Die Umstellung auf die elektronische Arbeitsunfähigkeitsbescheinigung („eAU“) wird ab Januar 2023 verpflichtend für Arbeitgeber. Die Umstellung auf das elektronische Verfahren soll Arbeitgeber und Arbeitnehmer entlasten. Auch die bekannten „gelben Zettel“ sollen der Vergangenheit angehören. Jährlich werden in Deutschland 77 Millionen AU-Bescheinigungen ausgestellt. Diese Daten liegen den Ärzten in ihrer Praxissoftware ohnehin schon digital vor. Somit wird neben dem geringeren Aufwand auch einiges an Papier eingespart.

Doch wie sieht die Umsetzung aus und was ändert sich?

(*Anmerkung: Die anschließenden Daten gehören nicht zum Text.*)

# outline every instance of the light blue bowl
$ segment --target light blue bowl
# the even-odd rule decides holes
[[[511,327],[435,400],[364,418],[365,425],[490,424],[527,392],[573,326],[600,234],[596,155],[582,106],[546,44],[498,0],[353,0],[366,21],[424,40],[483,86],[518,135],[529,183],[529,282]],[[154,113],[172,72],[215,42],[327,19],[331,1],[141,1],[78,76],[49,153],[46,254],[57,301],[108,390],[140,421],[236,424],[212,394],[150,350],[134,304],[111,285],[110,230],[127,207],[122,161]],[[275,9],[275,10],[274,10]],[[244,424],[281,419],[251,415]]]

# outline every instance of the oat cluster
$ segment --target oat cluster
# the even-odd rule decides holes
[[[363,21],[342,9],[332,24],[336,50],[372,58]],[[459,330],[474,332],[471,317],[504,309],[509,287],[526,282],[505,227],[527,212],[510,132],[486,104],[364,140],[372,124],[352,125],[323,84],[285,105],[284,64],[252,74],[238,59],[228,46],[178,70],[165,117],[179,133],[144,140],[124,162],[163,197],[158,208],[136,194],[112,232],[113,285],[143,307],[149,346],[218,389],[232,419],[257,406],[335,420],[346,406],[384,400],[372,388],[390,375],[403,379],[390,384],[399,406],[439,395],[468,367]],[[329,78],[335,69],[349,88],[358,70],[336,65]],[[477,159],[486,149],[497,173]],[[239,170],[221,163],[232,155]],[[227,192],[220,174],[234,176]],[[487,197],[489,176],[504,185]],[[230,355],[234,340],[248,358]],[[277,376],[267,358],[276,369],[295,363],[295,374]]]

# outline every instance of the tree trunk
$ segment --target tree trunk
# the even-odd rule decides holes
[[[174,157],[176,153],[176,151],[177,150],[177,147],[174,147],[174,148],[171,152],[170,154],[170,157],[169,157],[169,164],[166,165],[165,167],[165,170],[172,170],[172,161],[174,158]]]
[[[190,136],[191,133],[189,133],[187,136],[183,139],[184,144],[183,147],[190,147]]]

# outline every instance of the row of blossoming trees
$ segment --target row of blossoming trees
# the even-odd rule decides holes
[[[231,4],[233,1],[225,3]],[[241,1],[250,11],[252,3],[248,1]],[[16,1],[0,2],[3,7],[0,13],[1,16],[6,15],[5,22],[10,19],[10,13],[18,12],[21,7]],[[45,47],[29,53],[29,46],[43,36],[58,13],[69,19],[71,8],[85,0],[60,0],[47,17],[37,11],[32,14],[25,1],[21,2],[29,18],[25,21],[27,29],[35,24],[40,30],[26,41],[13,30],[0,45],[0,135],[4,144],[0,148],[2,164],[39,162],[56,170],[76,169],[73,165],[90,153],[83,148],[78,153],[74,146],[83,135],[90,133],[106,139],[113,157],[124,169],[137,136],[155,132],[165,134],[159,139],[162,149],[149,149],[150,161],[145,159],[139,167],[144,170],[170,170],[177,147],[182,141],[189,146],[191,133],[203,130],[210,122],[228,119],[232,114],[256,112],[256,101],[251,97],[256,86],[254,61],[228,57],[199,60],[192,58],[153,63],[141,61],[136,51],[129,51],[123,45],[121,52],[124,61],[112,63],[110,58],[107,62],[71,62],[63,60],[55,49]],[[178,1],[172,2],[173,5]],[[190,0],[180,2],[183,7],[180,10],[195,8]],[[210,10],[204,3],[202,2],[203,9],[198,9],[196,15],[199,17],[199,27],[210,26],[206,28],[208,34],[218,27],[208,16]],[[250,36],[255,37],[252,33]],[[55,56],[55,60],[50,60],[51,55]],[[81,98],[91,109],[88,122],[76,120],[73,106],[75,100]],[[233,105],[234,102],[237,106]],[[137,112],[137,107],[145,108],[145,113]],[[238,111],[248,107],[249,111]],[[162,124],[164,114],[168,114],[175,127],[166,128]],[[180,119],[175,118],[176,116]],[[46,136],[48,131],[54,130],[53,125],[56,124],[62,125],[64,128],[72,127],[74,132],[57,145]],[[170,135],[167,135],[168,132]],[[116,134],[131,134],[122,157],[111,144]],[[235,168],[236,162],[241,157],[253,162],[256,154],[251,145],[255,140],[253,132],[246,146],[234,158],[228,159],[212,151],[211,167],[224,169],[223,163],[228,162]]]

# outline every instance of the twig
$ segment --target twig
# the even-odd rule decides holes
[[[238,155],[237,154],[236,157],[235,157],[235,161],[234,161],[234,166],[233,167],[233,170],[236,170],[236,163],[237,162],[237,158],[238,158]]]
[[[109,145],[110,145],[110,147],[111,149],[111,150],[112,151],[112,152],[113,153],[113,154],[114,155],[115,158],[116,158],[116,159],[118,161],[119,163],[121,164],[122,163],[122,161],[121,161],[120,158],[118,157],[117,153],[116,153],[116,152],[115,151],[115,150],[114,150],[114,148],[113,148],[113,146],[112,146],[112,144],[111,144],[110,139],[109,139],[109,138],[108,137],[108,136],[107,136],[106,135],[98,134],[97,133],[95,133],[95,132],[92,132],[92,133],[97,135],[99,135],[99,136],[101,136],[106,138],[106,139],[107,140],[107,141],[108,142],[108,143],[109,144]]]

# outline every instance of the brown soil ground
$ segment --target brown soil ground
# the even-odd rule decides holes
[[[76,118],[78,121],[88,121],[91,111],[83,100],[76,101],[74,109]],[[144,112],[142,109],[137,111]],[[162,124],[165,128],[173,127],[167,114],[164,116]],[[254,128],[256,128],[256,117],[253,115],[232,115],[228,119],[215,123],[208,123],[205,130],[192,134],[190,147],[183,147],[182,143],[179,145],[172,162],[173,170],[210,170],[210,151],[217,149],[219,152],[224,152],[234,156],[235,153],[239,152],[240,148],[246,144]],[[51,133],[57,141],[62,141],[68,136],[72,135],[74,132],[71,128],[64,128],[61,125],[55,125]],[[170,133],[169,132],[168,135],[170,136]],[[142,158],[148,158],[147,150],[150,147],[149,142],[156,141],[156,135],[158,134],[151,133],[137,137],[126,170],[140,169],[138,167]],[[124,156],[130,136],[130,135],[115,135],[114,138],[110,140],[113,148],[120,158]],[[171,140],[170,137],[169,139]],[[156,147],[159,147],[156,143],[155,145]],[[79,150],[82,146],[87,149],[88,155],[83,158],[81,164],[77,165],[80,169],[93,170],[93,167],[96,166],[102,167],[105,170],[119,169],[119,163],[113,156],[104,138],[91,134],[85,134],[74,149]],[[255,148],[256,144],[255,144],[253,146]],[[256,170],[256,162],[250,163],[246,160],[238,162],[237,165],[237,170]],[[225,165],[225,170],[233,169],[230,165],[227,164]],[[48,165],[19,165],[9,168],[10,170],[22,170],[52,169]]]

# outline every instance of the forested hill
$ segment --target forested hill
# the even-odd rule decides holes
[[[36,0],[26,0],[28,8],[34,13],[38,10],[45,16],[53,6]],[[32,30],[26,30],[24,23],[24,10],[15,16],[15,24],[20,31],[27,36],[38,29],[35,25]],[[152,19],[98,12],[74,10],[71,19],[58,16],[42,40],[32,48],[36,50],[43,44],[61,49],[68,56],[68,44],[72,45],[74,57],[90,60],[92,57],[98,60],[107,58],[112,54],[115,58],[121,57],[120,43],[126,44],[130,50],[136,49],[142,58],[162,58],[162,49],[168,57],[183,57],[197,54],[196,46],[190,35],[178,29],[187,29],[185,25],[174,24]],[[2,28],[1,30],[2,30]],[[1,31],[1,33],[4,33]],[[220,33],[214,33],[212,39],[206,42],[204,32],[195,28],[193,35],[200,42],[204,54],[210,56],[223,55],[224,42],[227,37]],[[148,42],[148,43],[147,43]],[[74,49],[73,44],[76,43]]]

Auf gesetzlicher Seite gilt, wie bisher auch künftig, dass dem Arbeitgeber ab dem 4. Tag der Abwesenheit des Arbeitnehmers von der Arbeit, eine Krankmeldung vorliegen muss. Etwaige andere Regelungen werden generell im Arbeitsvertrag getroffen. Auch die Mitteilungs- bzw. Informationspflicht des Arbeitnehmers an den Arbeitgeber, ab dem ersten Tag der Abwesenheit und über die voraussichtliche Dauer, gilt weiterhin. Die direkte Vorlagepflicht der AU ("gelber Zettel") beim Arbeitgeber entfällt hingegen.

Bereits im Januar 2022 hat es eine Änderung der Informationskette zwischen den diagnostizierenden Ärzten und den Krankenkassen gegeben. Die Ärzte sind laut Bundesmantelvertrag der Ärzte verpflichtet, die AU elektronisch unmittelbar an die Krankenkassen weiterzugeben. Auch die Einführung einer „qualifizierten elektronischen Signatur“ wurde für die Ärzte eingeführt, um Missbrauch zu vermeiden. Allerdings kommt es aktuell durch die „qualifizierte elektronische Signatur“ noch zu Verzögerungen bei der Übermittlung.

Die Neuerung besteht nun darin, dass die jeweiligen Krankenkassen die Daten über die AU den Arbeitgebern elektronisch zum Abruf bereitstellen. Die Arbeitgeber sind nun also verpflichtet, die Daten selbstständig abzurufen. Eventuell wird eine Umstellung in den Unternehmen erfolgen müssen, über den Zuständigkeitsbereich des Abrufs der Daten. Positiver Nebeneffekt kann es sein, dass diese Umstellung genutzt wird, um auch andere Verfahren in den Unternehmen umzustellen und zu digitalisieren.

Gesetzliche Einschränkungen wird es dahin geben, dass der pauschale Abruf über Mitarbeiter nicht zulässig sein wird. In der Praxis wird sich erst zeigen, inwieweit es noch zu Problemen kommen kann. Zum Beispiel, ab wann die Daten denn letztendlich bei den Krankenkassen zum Abruf vorliegen. Vorgesehen ist bisher eine Dauer von einem Tag. Doch geht der Arbeitnehmer beispielsweise erst am 2. Tag der Abwesenheit zum Arzt, kann der Abruf auf Seiten des Arbeitgebers logischerweise erst ab dem 3. Tag erfolgen.

Die Umsetzung der „eAU“ ist bisher noch nicht für Privatärzte, Ärzte im Ausland, Physio- und Psychotherapeuten vorgesehen.